Sie machte aber gleichzeitig klar, daß Österreich sich von niemandem werde einschüchtern lassen. Es habe nie ein Zweifel daran bestanden, daß der Beitritt Grundlage der Verhandlungen sein müsse. Allerdings gehe es Österreich darum, die Alternativen genauer zu definieren. Es müsse verhindert werden, daß die Türkei bei einem negativen Ausgang der Verhandlungen in ein "schwarzes Loch" falle. Plassnik forderte, die Aufnahmefähigkeit der EU und die finanziellen Folgen eines möglichen Beitritts der Türkei im Verhandlungsrahmen stärker zu berücksichtigen.

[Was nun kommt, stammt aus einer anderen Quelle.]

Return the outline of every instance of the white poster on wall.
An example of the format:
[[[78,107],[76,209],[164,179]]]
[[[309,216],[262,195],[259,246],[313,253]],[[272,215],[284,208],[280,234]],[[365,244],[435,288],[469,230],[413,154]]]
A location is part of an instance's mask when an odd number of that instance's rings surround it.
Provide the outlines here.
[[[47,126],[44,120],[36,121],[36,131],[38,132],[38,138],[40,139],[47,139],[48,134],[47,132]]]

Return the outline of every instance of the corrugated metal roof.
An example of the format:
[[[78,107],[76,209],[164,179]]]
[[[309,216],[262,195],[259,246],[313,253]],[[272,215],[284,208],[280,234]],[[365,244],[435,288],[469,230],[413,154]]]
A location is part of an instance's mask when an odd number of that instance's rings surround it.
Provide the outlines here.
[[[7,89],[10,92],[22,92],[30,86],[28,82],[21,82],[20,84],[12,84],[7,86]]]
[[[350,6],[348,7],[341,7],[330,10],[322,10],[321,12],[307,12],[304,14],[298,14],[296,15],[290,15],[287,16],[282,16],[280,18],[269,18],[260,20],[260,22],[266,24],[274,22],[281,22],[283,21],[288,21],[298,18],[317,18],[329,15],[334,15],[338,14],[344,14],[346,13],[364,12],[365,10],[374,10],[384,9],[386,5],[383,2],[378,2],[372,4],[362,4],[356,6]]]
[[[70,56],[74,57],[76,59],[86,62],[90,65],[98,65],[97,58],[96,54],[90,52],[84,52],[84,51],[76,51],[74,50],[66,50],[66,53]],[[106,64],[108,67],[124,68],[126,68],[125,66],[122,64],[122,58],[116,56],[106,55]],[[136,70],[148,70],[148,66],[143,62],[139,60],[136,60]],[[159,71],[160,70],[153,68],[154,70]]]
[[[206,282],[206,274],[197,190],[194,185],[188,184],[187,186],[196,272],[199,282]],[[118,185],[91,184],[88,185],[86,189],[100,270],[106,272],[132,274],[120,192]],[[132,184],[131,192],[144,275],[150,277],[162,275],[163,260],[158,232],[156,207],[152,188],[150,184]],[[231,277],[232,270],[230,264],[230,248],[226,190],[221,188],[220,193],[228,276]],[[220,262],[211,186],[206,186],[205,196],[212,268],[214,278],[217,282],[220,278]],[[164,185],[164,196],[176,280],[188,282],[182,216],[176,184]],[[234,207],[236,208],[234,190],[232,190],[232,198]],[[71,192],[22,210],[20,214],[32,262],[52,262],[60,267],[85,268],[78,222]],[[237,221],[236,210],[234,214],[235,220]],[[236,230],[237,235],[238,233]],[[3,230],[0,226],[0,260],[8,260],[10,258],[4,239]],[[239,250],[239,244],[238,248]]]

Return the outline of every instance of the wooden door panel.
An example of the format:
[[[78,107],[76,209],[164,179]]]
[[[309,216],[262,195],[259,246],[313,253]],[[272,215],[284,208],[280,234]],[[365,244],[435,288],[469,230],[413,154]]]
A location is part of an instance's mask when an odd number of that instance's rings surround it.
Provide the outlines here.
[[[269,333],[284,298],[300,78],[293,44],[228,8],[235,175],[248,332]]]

Die Türkei wandte sich sogar an die USA. Nach einem Telefongespräch mit US-Außenministerin Condoleezza Rice sagte Ministerpräsident Erdogan, Ankara habe um Unterstützung Washingtons gebeten. Bundesaußenminister Joschka Fischer forderte, man müsse "alles Menschenmögliche tun", damit der türkische Außenminister anreisen könne. Sein lettischer Kollege Artis Pabriks sagte, die EU sei auf die Verhandlungen angewiesen, wenn sie weltweit eine aktive Rolle spielen will.
Die EU-Staats- und Regierungschefs hatten im Dezember 2004 beschlossen, daß die Verhandlungen mit der Türkei am 3. Oktober aufgenommen werden sollen. Ziel der Gespräche sei der Beitritt, wenngleich die Verhandlungen ergebnisoffen geführt würden. Der Entwurf für den Verhandlungsrahmen orientiert sich an diesem Beschluß.